Prevention Strategies

Cat owners can use a number of preventative techniques to lower the risk of parathyroid in cats:

  • Regular veterinary check-ups: Regular veterinarian examinations can help discover any underlying medical issues that may contribute to the formation of hyperparathyroidism. The illness can be stopped from advancing to a more severe state with early discovery and treatment.

  • Balanced diet: Providing a wholesome diet with appropriate amounts of calcium, vitamin D, and phosphorus can help prevent the development of hypercalcemia due to dietary deficiencies or imbalances.

  • Hydration: It's crucial to give your cat access to clean, fresh water to keep them properly hydrated. Hypercalcemia and other medical issues can result from dehydration.
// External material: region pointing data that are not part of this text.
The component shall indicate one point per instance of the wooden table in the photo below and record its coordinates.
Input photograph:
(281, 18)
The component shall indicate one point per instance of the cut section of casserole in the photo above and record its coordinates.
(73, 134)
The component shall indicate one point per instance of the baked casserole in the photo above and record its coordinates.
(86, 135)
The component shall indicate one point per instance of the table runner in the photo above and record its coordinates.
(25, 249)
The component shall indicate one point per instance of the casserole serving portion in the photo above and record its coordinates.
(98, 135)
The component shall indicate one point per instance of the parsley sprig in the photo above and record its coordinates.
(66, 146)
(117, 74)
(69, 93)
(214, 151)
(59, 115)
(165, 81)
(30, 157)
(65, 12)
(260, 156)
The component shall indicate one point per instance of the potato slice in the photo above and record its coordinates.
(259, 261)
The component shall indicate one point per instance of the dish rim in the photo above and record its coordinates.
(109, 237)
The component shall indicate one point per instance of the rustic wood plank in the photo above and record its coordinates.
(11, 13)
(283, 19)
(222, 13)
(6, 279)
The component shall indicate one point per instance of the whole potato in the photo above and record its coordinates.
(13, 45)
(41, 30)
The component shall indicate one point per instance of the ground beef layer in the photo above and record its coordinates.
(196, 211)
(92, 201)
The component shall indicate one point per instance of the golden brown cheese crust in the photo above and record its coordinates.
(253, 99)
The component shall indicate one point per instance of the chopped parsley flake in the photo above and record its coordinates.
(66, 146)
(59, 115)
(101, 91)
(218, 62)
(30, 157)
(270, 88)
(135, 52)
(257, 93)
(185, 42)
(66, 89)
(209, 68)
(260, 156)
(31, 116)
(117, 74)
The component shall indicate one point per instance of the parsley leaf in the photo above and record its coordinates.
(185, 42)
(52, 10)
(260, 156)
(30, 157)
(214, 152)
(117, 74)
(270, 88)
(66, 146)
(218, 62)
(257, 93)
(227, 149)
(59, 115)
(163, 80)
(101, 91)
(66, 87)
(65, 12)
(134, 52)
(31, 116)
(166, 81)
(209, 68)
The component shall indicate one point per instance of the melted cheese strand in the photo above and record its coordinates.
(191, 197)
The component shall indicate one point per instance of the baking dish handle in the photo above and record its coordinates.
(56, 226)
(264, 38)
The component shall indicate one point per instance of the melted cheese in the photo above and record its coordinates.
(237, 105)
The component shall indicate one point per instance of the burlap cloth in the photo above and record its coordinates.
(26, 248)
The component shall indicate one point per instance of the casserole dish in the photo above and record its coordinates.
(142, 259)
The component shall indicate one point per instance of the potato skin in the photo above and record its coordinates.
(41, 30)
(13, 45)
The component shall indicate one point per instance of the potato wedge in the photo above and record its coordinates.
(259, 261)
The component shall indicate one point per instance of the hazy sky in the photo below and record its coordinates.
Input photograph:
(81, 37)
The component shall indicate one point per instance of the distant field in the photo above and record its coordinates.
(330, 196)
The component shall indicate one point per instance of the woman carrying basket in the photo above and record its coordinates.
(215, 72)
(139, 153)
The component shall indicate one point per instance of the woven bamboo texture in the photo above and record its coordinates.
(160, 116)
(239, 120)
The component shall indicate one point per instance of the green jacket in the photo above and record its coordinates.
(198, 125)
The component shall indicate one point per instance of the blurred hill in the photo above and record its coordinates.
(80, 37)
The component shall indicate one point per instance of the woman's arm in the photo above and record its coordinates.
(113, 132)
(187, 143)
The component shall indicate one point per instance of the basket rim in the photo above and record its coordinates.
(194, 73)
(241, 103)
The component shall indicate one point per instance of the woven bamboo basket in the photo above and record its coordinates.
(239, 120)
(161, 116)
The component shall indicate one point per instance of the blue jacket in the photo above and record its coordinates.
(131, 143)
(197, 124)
  • Avoiding certain medications: Hypercalcemia risk may be raised by some drugs, including vitamin D supplements. It's crucial to check with your veterinarian before giving your cat any medication to be sure it's safe for it to take.

  • Regular exercise: Regular exercise in the form of playing with toys can help prevent obesity and other health issues that may contribute to the development of hyperparathyroidism.

  • Preventing chronic kidney disease: Cats with chronic renal illness frequently develop hyperparathyroidism. Preventing renal illness through good feeding, hydration, and regular veterinarian treatment can lower the risk of hyperparathyroidism.

In conclusion, there are a number of ways to prevent feline hyperparathyroidism, including routine veterinary exams, a balanced diet, enough hydration, avoiding certain drugs, regular exercise, and guarding against chronic kidney illness. Cat owners can assist in lowering the risk of hyperparathyroidism and other health issues in their pets by putting these recommendations into practice.